Seriously? You’re too “soft hearted” to read one love story out of millions that doesn’t end in a happily ever after but not too “soft hearted” to read the descriptions of the death that results from imperialism in the beginning of my story? Really? You were “tricked” into reading a story about neocolonialism, which is something that poisons the waters of entire towns and results in mass death? You didn’t bat an eye at poverty as the systemic precursor to famine but you can’t handle it when two characters implicated into this power relation don’t choose to perpetuate a monogamous, eternal, individualistic relationship?

White culture loves to fetishize poverty. It sees nothing sad about it. White people fetishize poverty for its racialization. For white culture, poverty is only an aesthetic that must contribute to the story’s overall goal of satisfying white longings for the racial other. The idea that love will conquer all, bridge all gaps, and unify everyone is a part of this culture that prioritizes stories about romantic sexual love over all other stories.

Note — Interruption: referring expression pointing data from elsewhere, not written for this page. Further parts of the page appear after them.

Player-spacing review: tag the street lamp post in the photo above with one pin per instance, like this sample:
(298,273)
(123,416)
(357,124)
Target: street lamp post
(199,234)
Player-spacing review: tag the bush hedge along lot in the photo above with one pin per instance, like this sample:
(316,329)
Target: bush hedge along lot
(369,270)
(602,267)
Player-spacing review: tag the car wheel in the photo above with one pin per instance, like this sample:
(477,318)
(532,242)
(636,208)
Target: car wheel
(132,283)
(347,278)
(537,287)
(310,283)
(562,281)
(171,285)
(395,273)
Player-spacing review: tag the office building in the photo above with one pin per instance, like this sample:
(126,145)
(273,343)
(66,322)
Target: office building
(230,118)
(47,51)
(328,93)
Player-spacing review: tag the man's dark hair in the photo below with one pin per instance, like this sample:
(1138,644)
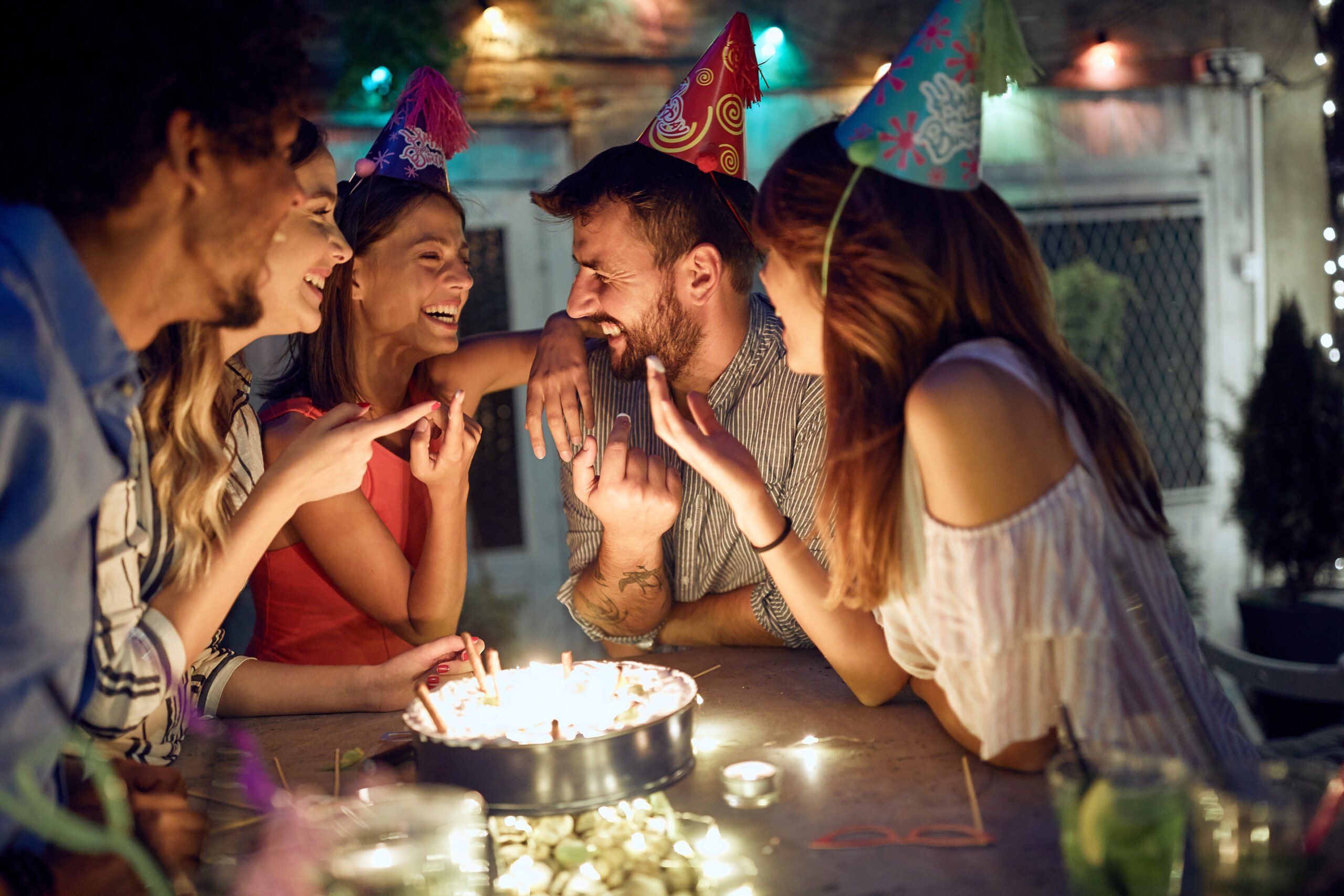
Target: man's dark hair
(310,139)
(101,80)
(675,203)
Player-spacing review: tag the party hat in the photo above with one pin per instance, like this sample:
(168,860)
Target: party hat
(425,131)
(921,121)
(704,121)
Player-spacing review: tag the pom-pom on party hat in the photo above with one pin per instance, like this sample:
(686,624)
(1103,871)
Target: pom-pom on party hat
(425,131)
(704,121)
(921,121)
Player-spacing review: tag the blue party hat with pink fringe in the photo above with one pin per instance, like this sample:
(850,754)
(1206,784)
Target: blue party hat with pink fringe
(425,131)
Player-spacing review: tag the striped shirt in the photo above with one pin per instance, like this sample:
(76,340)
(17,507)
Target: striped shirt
(144,683)
(1028,613)
(779,416)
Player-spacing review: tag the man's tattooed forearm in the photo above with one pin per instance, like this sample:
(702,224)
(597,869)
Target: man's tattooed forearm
(603,610)
(642,577)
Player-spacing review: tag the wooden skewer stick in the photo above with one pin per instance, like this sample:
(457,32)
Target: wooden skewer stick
(423,692)
(492,660)
(281,773)
(236,825)
(971,794)
(198,794)
(474,655)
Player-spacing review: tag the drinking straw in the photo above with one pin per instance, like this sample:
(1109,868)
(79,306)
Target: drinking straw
(1076,749)
(1326,815)
(971,794)
(281,773)
(198,794)
(423,692)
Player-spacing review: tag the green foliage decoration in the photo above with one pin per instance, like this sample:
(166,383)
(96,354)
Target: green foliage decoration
(1090,305)
(1289,496)
(402,37)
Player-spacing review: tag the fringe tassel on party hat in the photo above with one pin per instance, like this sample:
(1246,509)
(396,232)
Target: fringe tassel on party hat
(1003,53)
(430,96)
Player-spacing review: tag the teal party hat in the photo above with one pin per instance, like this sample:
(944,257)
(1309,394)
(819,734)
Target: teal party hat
(921,120)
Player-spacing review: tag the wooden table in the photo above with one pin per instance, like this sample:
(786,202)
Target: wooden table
(894,766)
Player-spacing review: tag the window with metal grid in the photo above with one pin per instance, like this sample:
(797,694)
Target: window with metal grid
(1162,368)
(495,501)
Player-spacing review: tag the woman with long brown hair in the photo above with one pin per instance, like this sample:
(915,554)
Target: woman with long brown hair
(198,515)
(992,505)
(362,577)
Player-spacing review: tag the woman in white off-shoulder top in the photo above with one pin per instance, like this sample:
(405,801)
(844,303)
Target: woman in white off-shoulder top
(995,513)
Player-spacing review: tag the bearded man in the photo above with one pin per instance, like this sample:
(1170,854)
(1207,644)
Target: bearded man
(666,268)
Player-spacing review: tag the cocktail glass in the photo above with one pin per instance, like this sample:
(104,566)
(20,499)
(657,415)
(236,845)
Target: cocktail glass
(1122,833)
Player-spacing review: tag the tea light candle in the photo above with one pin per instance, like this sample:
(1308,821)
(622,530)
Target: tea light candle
(750,785)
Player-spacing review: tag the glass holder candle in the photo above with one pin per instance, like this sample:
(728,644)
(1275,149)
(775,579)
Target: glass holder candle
(750,785)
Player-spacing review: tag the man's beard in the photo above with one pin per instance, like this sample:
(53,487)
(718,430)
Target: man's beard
(671,333)
(238,305)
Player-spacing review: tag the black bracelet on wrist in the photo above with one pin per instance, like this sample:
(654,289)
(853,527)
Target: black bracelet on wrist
(788,529)
(26,873)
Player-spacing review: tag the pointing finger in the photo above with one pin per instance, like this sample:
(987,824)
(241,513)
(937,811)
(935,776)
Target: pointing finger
(398,421)
(617,446)
(534,419)
(585,475)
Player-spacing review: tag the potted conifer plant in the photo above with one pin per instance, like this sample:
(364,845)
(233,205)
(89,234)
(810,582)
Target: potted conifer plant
(1289,500)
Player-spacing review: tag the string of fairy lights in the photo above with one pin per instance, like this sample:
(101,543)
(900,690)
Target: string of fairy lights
(1328,31)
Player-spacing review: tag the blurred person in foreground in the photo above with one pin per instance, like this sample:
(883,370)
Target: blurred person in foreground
(143,188)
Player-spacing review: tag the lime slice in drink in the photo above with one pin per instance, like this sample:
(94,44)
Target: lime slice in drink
(1095,809)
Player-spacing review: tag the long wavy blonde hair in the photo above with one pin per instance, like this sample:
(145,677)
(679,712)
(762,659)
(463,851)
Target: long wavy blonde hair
(915,272)
(185,417)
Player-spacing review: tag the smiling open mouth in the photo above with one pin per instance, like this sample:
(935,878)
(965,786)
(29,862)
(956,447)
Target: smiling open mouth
(443,313)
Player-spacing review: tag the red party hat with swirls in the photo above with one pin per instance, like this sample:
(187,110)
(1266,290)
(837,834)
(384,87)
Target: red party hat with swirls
(704,121)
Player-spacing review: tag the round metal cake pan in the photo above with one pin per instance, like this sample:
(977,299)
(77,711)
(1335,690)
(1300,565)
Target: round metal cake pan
(569,775)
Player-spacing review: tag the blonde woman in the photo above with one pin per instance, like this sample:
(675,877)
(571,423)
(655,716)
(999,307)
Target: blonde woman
(166,586)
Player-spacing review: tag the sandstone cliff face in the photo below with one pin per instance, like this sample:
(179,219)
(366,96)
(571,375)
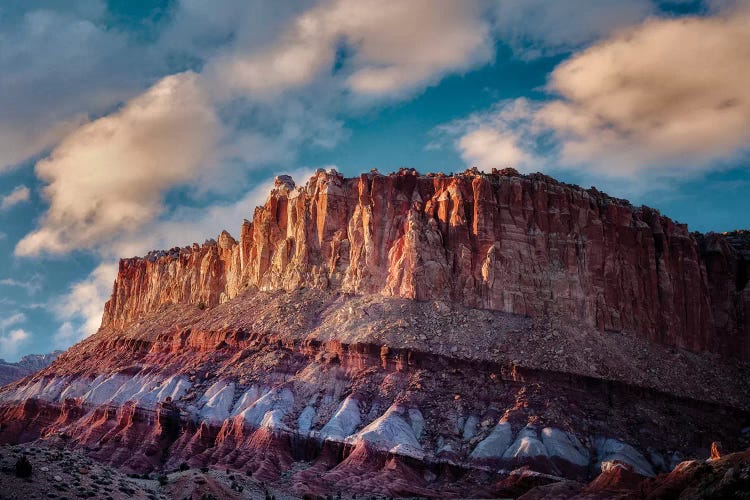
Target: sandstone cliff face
(526,245)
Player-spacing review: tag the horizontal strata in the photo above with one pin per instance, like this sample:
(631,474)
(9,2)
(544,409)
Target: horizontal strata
(553,327)
(221,391)
(525,245)
(398,430)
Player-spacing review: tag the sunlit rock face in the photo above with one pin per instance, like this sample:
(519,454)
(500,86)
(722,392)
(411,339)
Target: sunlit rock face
(525,245)
(474,335)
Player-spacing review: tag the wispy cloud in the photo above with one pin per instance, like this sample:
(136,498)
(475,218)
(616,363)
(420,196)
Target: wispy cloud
(18,195)
(31,285)
(666,98)
(11,343)
(11,320)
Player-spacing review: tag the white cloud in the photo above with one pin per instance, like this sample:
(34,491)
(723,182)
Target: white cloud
(84,305)
(395,47)
(32,285)
(535,28)
(18,195)
(667,98)
(11,343)
(80,310)
(187,225)
(108,177)
(57,66)
(11,320)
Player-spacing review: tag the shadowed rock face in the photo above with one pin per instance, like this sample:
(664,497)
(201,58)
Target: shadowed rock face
(410,335)
(525,245)
(25,366)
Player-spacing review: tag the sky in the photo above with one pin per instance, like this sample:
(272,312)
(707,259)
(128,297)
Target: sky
(132,125)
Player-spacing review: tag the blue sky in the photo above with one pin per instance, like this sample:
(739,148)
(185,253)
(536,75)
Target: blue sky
(134,125)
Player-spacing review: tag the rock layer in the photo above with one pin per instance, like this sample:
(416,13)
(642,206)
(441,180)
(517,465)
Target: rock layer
(526,245)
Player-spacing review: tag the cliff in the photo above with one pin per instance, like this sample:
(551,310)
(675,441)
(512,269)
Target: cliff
(25,366)
(525,245)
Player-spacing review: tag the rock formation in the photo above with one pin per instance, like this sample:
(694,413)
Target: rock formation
(407,335)
(25,366)
(526,245)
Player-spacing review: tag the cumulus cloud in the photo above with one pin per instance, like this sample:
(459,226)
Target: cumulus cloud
(18,195)
(668,97)
(11,343)
(81,308)
(109,176)
(59,63)
(395,47)
(536,28)
(11,320)
(32,285)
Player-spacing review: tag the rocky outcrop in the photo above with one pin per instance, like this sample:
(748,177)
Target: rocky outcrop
(433,336)
(25,366)
(526,245)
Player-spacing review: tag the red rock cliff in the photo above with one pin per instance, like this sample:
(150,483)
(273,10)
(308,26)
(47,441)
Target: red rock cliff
(521,244)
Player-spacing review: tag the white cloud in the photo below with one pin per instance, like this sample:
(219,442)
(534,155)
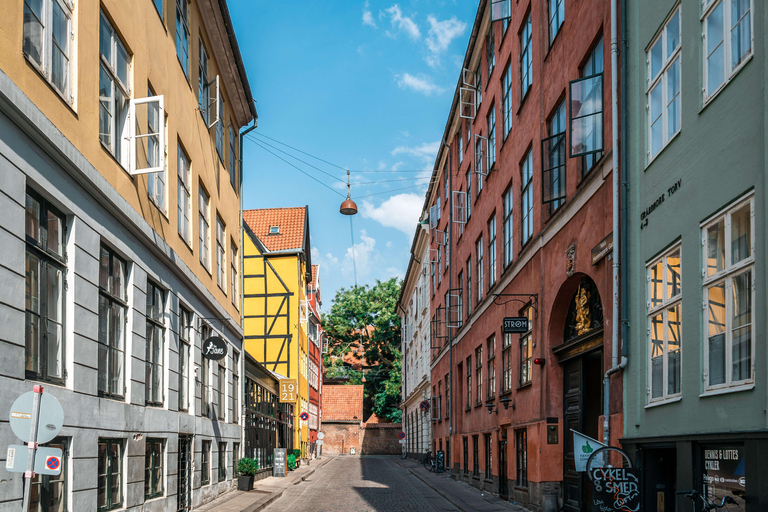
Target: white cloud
(400,211)
(426,151)
(401,22)
(368,16)
(421,83)
(441,33)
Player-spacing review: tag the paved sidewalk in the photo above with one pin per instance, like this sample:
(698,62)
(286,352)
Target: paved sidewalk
(264,491)
(461,495)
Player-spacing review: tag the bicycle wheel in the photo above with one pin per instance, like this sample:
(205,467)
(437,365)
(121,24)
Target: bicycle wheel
(607,457)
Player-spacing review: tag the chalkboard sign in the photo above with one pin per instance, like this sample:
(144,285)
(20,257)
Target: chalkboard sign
(616,490)
(279,462)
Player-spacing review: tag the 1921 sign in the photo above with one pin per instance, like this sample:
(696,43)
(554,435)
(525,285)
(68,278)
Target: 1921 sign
(288,391)
(214,348)
(615,490)
(515,324)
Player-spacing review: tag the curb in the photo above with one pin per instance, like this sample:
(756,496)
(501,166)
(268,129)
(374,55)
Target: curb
(256,507)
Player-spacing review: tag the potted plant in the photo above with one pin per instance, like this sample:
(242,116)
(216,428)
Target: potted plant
(247,468)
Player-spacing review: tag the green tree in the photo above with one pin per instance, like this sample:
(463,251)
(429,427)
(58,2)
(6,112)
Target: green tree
(365,316)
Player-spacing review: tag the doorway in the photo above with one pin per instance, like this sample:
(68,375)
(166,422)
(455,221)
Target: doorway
(582,407)
(184,473)
(503,487)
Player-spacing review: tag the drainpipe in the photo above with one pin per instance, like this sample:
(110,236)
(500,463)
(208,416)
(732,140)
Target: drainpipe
(242,261)
(615,365)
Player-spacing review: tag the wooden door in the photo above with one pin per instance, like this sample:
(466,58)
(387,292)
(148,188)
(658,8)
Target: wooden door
(573,418)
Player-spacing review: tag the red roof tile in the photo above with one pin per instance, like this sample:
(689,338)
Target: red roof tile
(342,402)
(290,220)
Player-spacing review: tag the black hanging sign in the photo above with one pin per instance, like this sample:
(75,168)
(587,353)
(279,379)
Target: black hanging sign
(616,489)
(515,324)
(214,348)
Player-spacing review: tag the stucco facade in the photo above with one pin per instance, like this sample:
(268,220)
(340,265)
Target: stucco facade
(699,389)
(126,296)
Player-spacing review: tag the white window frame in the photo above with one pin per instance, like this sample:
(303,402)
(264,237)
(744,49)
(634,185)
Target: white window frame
(725,277)
(204,227)
(221,254)
(184,210)
(234,262)
(708,7)
(662,80)
(662,308)
(45,66)
(118,142)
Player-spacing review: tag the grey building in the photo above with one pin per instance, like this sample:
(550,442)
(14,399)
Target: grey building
(119,238)
(695,389)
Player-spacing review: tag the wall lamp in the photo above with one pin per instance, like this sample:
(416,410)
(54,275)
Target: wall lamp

When I didn’t make my story a happily ever after, I expressed the futility of romantic sexual love. I took away the racialized object, which was the character who lives and stays in the third world, for both the POV character and the reader. Because bipoc are used to dealing with family departures and used to dealing with culture that has left us or that we have left, we understand the sadness. Because white readers are not used to having their racial objects being taken away and want to continue to believe that romantic sexual love is the pinnacle of emotional expression, they expressed feelings of rage towards me. While the white readers saw themselves as soft and wounded, they actually affected their surroundings through expressions of rage.

“You must be really sad to write something like this,” “You should have tagged this as a sad ending so those who don’t want that don’t read it,” and “You can’t be serious, you ruined my day with the ending and now I can’t study for my test” were some of the responses that I got. All these responses are because my story ended in a way where two characters involved in intricate exchanges of geopolitical power decided that it’s better to protect their hometown than to end up together. None of these responses resulted from the world that was described, which is a world where the West was actively killing masses of third world people.

It made me think a lot about what we have empathy for. White people are told that they are soft hearted and, identifying with that suggestion, they feel that they are incapable of tolerating a story where romantic sexual love is not successful. White people are taught to call their fetishization empathy. They’re taught that their saviorism is heroic. They’re taught that the only pure relation is desire and that white desire elevates racialized people.

It isn’t just that white culture teaches us to prioritize individuals over groups or that it’s easier to have empathy for people who look like us who we can project ourselves into. Maybe all those things are true but I don’t think they’re as powerful as people say they are. I think that it’s possible to feel sadness towards violence done to people who don’t look like us. I think that there is something fundamentally at the root of white culture that conflates empathy with desire and, as a result, it is hard for white people and bipoc who have learned whiteness to feel empathy for things that we cannot romanticize or sexualize. Things that we cannot romanticize or sexualize include larger population graphs that show the ways in which death is distributed within neoliberalism—it includes people who are geographically distant to us and people who are not depicted through images. Fetishization as empathy means that we are only able to empathize when it benefits us and that we locate neocolonialism in hypervisible, isolated wounds rather than in the totality of its structure.